Sacrifices are offered, prayers ascend, and the Divine Presence is palpable. Then, out of nowhere, leopards break in. Not once, but repeatedly. They rampage through the sacred space, lapping up the wine and oil from the sacrificial vessels until they’re utterly dry.

It sounds like a nightmare, doesn't it? A desecration. A sign of terrible things to come. But what if… it just became part of the routine?

That's the premise of a powerful, albeit brief, parable by Franz Kafka. He doesn't give us all the details. He simply states this strange, recurring event. And then, almost as an afterthought, he adds: Eventually, it becomes predictable. It becomes a part of the ceremony.

What are we to make of this?
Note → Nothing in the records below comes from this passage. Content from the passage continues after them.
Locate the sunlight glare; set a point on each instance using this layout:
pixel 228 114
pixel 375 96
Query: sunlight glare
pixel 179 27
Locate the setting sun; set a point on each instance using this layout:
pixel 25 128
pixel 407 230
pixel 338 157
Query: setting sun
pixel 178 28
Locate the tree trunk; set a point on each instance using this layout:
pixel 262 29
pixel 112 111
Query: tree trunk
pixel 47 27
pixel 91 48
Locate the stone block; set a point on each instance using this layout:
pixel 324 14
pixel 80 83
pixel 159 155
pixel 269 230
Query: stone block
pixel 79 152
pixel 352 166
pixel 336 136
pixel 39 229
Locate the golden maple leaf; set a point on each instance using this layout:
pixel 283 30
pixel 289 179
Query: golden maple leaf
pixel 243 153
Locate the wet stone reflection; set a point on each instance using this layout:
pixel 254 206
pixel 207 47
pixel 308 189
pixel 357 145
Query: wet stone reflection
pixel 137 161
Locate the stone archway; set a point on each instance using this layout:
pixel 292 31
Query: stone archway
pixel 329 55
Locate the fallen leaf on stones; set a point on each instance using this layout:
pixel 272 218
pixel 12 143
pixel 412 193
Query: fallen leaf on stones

It's a classic Kafka move, isn't it? He takes something seemingly straightforward – religious ritual – and twists it into something deeply unsettling and thought-provoking.

Kafka was fascinated by Jewish tradition. He wrote several parables that echo biblical and midrashic (interpretive) styles. In fact, you can find similar themes in his parables "Paradise" and "The Coming of the Messiah," and even in his takes on Abraham and Mount Sinai. But here, as critic Howard Schwartz points out in Tree of Souls, Kafka elevates this into a universal myth. We're no longer entirely sure if he's even talking about the Temple in Jerusalem specifically.

Think about it. How often do we go through the motions in our lives, especially in our spiritual practices? Do we truly connect with the meaning behind the rituals, or do they become…predictable? Do we sometimes let the "leopards" – the unexpected, the disruptive, the challenging – simply become part of the background noise?

There's something deeply uncomfortable about the idea that something so jarring, so inherently wrong, could be normalized. It reminds me a little of a story found in IFA 16893, where lions enter a synagogue in Meron. The image is striking, the symbolism rich.

Kafka’s genius lies in his ability to hold a mirror up to our own complacency. He forces us to confront the possibility that we might be so accustomed to the intrusion of the profane that we no longer recognize its presence.

So, what are the "leopards" in your Temple? What are the things that disrupt your sense of the sacred? And more importantly, have you, perhaps, unwittingly incorporated them into your rituals? It’s a question worth pondering, isn’t it?